Vesla Weaver leans across her desk and points to a graph on her computer screen. There are three bars. Each represents a different skin color of African Americans; the bars’ height shows the education and income levels for each statistical group. The chart is one of many, but each one shows the same thing: As skin color lightens, the levels of education and income rise.
“We started out with the question of why darker skin blacks were doing less well on most measures of socioeconomic status than light-skinned blacks,” she says, settling back into her chair. “And that has broadened into a question about multiracialism, immigration and skin color, and what those three different forces are doing to the American racial order.”
Vesla Weaver enjoys researching “messy, controversial” subjects like mass incarceration, crime policy and racial bias. “I think I’m just drawn to that,” she says. |
Weaver, a U.S. politics professor who received her bachelor’s degree from UVA, is knee-deep in work for a book that she is writing with Harvard Professor Jennifer Hochschild and Northwestern Professor Traci Burch that looks at these three social forces and the role of skin color in politics.

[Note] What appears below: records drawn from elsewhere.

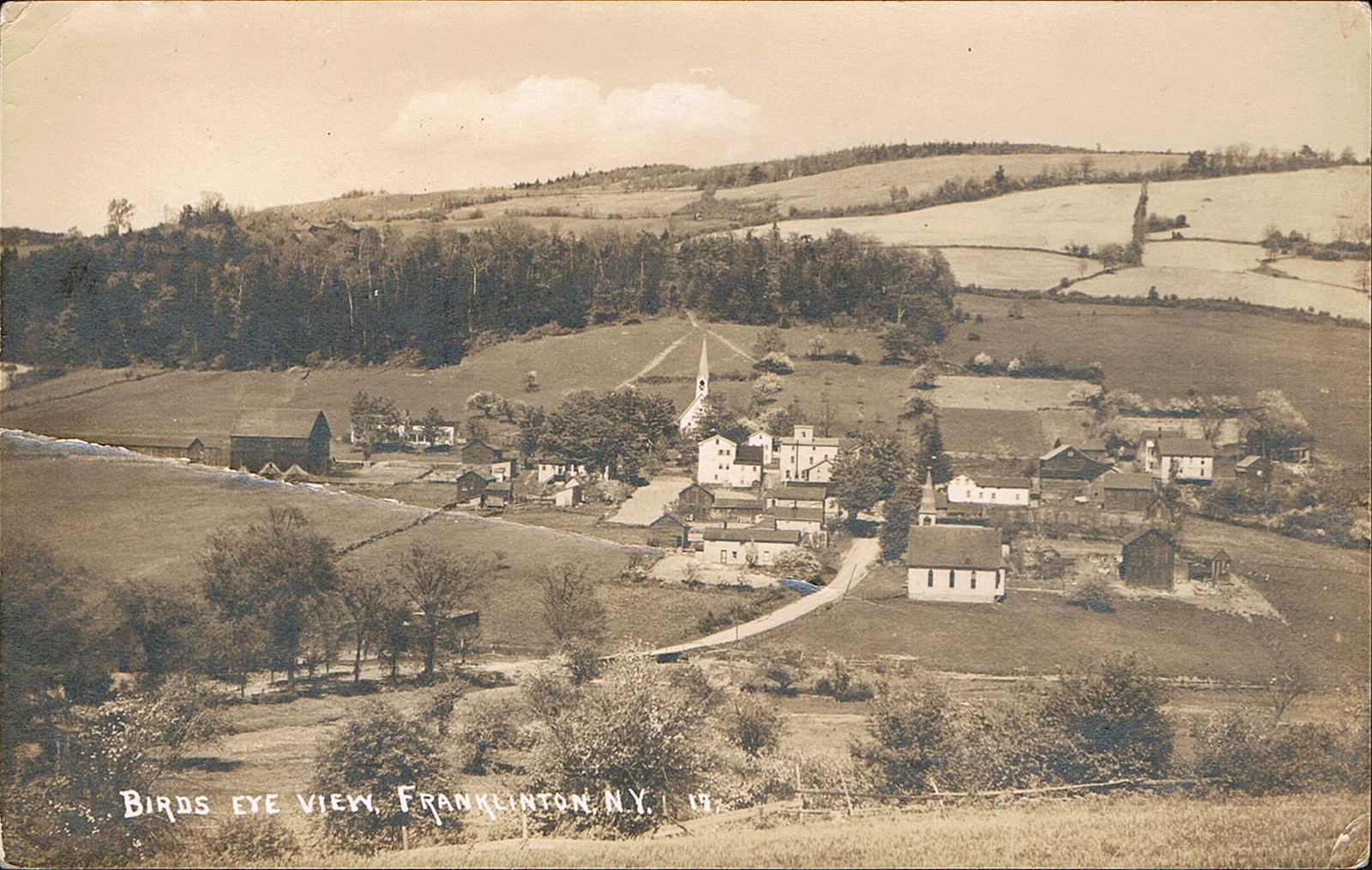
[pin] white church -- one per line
(697, 405)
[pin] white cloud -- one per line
(573, 121)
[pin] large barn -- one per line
(283, 437)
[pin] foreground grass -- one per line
(1088, 832)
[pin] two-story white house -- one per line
(990, 490)
(1177, 458)
(719, 462)
(806, 457)
(955, 563)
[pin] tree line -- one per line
(254, 293)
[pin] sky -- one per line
(276, 103)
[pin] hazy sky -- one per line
(272, 103)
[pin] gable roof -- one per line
(1184, 446)
(954, 547)
(278, 423)
(748, 455)
(1013, 482)
(761, 535)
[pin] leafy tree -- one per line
(899, 511)
(278, 574)
(1111, 718)
(374, 752)
(571, 608)
(439, 585)
(909, 732)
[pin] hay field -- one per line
(1316, 202)
(1220, 256)
(132, 517)
(1161, 353)
(1015, 269)
(864, 185)
(1245, 286)
(1344, 272)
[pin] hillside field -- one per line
(1161, 353)
(1317, 202)
(1134, 831)
(137, 519)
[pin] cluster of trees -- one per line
(256, 291)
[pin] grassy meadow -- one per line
(1139, 831)
(135, 519)
(1316, 202)
(1161, 353)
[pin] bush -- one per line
(775, 363)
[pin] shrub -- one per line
(775, 363)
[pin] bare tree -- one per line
(439, 585)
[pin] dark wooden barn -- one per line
(1149, 558)
(283, 437)
(1068, 462)
(470, 487)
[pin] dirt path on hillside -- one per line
(854, 568)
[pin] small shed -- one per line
(1147, 559)
(669, 531)
(283, 437)
(470, 487)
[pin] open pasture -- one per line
(1243, 286)
(1003, 393)
(1161, 353)
(1342, 272)
(137, 519)
(1015, 269)
(1319, 203)
(870, 184)
(1038, 633)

She acknowledges this type of work walks straight through the mine field that is race in America.
“Even in presenting this research, sometimes black political scientists don’t like it,” she says. “It’s kind of seen as airing dirty laundry. ‘We don’t want to exhibit differences within our community, lest that diminish our potential power,’ which is a real concern.”
Weaver is currently looking at how people react to political candidates based on the candidates’ skin color [pdf]. “I tend to be fascinated with things at the extreme,” she says. “My other area of research is on mass incarceration and crime policy in the U.S. Again, messy, controversial. I think I’m just drawn to that.”

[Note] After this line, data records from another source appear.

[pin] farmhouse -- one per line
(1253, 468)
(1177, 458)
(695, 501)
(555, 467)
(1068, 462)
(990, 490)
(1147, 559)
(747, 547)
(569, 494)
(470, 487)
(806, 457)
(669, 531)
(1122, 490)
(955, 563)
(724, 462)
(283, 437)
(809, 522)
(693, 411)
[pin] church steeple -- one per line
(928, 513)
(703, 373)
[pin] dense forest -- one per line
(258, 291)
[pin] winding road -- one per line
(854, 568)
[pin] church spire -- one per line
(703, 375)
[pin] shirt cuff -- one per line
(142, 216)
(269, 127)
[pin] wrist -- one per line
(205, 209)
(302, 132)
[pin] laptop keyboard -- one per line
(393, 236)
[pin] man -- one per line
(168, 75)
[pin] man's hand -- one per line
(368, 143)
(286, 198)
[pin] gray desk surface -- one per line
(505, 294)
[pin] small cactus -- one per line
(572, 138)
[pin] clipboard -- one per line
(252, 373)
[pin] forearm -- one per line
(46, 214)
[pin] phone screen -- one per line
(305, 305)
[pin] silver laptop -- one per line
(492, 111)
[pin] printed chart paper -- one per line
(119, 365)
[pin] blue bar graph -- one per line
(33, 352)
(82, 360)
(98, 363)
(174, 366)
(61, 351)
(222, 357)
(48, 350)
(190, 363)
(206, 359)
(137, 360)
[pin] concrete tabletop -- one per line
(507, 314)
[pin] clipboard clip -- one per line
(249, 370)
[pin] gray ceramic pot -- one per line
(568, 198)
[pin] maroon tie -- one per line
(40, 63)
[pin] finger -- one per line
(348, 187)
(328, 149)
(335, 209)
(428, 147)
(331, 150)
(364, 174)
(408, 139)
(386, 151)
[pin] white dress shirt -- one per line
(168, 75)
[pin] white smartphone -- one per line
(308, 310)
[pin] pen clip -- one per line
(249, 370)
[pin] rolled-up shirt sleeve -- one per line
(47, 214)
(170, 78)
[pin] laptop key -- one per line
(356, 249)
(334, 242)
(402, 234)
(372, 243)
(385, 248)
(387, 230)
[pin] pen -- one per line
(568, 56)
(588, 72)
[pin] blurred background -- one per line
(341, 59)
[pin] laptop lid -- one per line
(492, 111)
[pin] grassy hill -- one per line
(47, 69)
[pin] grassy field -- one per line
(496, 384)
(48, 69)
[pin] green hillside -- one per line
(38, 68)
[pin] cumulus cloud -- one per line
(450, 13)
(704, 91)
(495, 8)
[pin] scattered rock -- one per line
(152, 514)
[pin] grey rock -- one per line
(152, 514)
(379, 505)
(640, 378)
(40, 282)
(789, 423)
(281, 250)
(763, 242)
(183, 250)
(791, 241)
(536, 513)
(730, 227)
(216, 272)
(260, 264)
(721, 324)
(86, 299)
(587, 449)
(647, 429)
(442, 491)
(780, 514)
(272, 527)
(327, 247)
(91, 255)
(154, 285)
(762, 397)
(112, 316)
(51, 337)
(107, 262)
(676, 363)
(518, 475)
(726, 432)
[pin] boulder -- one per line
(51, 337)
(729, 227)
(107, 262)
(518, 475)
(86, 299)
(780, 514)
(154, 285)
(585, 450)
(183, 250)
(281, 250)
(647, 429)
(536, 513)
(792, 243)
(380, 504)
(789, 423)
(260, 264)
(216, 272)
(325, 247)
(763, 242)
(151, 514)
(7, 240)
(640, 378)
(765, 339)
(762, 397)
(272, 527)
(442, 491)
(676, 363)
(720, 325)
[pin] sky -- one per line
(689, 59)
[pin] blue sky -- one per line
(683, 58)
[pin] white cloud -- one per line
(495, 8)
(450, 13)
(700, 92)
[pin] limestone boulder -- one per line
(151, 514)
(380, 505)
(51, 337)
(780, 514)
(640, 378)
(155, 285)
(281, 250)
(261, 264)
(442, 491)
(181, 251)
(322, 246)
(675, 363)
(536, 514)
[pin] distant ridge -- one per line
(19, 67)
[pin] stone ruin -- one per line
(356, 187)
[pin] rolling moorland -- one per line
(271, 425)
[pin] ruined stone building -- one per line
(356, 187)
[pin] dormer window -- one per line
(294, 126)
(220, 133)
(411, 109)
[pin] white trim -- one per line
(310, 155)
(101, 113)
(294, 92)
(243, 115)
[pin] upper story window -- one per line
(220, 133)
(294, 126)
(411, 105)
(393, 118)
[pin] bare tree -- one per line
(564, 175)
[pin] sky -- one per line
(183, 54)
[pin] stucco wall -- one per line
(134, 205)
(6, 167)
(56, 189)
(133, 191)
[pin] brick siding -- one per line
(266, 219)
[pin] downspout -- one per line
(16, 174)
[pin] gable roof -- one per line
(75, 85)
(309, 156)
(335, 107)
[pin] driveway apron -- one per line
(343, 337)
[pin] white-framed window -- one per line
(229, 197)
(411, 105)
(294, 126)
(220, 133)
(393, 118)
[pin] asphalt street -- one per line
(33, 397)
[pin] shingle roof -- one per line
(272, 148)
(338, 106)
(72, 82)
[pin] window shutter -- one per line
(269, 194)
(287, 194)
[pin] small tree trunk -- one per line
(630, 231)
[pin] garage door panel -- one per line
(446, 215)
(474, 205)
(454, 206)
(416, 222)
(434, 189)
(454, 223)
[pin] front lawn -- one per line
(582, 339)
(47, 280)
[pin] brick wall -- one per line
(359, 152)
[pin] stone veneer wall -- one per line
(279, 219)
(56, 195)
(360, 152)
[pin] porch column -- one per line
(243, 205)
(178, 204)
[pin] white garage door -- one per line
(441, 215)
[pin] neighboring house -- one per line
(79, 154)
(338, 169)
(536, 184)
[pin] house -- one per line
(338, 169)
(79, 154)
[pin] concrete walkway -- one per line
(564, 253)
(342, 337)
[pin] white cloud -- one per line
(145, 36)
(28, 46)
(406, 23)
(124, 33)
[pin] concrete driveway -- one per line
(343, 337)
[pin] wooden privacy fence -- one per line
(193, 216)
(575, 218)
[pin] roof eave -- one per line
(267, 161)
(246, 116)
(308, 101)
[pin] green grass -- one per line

Weaver created fictional flyers for four candidates, two white, a light-skinned black and a dark-skinned black. To do this, she morphed three separate pictures of actual people (one of them Virgil Goode), so that each candidate shares the physical characteristics of two common people. “They would be like even more than brothers,” she says. Then she had the fake candidates do what candidates do—campaign.

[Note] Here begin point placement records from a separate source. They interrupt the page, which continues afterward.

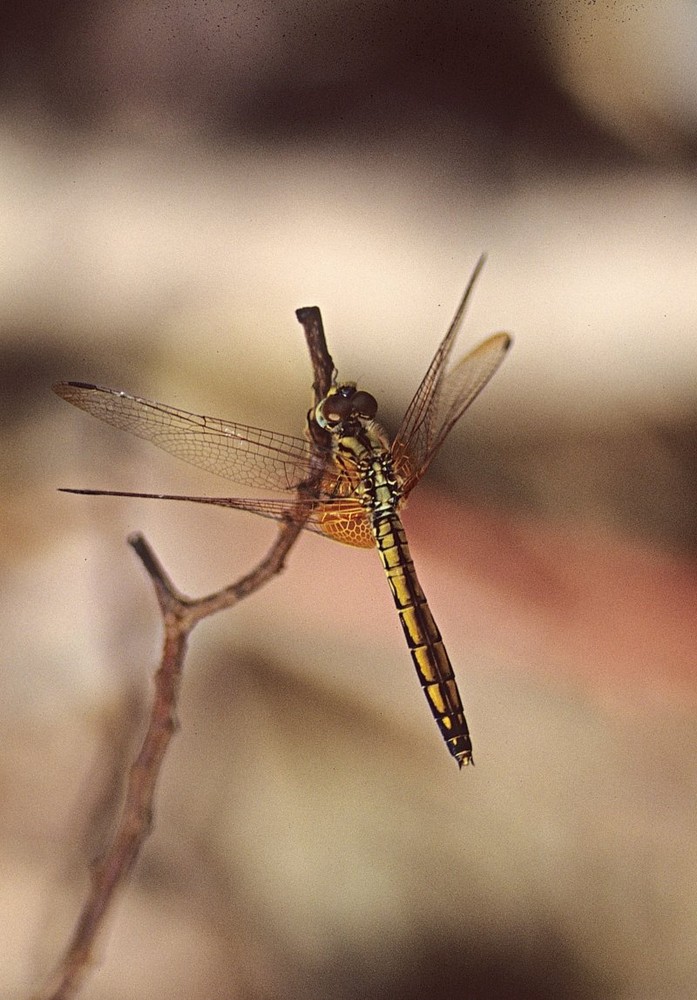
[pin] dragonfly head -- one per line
(344, 404)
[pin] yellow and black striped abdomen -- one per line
(423, 637)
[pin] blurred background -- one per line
(176, 179)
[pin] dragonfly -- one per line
(359, 491)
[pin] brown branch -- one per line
(180, 615)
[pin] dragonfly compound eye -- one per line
(365, 404)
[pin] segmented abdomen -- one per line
(425, 643)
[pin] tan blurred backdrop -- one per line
(176, 179)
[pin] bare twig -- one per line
(180, 615)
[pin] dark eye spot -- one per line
(365, 404)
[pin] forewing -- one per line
(461, 386)
(340, 518)
(415, 438)
(246, 455)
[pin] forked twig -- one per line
(180, 615)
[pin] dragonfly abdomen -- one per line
(423, 637)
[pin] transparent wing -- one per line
(443, 396)
(246, 455)
(340, 518)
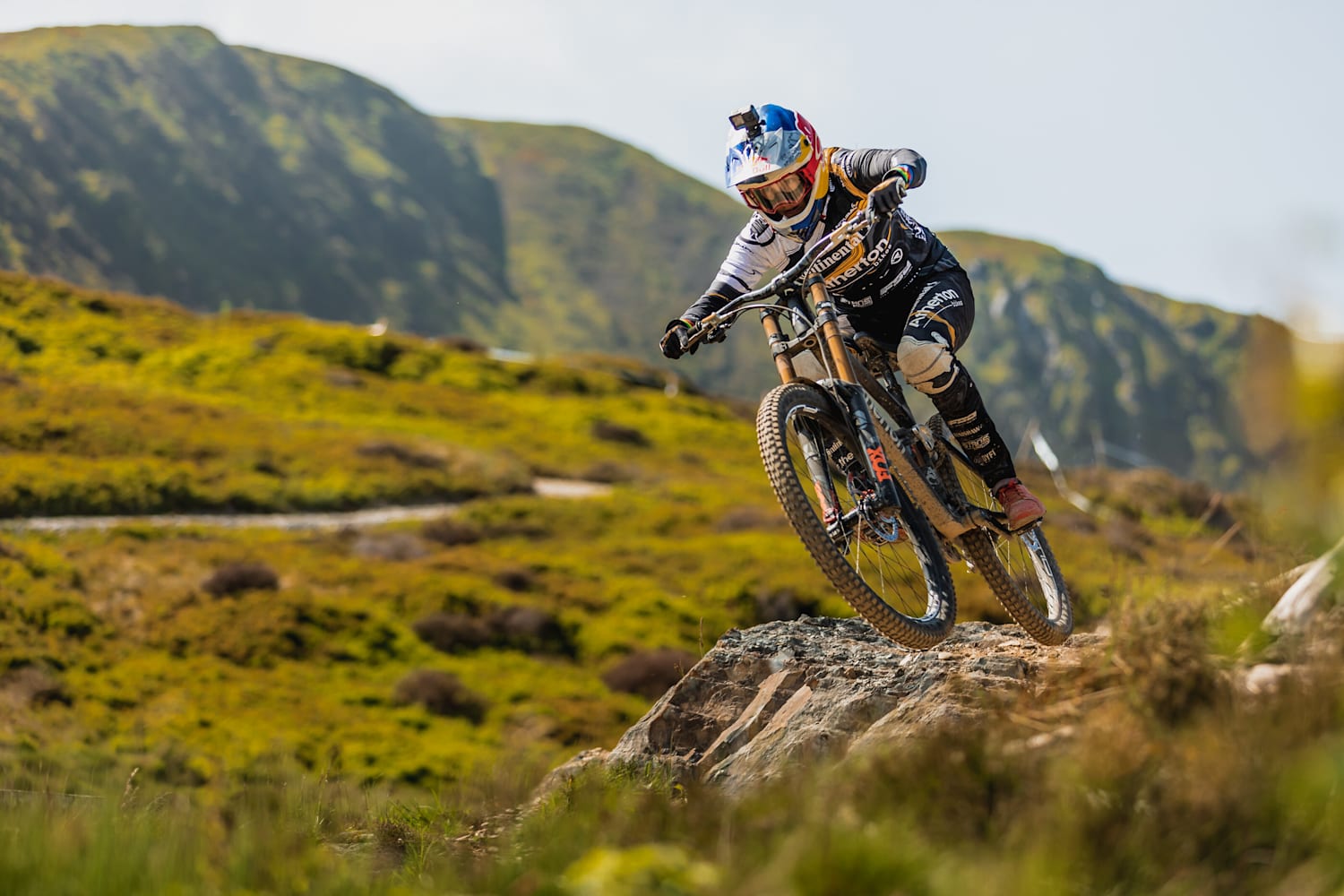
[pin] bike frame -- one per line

Over the Internet, almost 3,000 people responded to questions about which candidate they found more intelligent, more experienced, more trustworthy and more hardworking. All other data, such as the campaign literature on the flyer, was randomized, so that the only variation was skin color.
The first results weren’t surprising: Both black candidates didn’t fare well against the white candidates. Then came a wrinkle. The light-skinned black candidate was actually less popular than the dark-skinned black.
“In this case, you’ve got what’s called the ‘norm of racial equality.’” Weaver says. “You see a white candidate and the black candidate and you say, ‘There’s not much difference between these people. I’m being asked about race.’ There’s a high incentive to self-monitor.”
But the next result was an anomaly Weaver couldn’t immediately explain. When the light-skinned black candidate ran against the dark-skinned black, he did overwhelmingly better. Without a white candidate, the respondent’s self-monitoring was shut down, says Weaver. Race was not a conscious consideration.
“In the U.S.,” she says, “there is no such thing as a norm of skin-color equality between two black candidates.”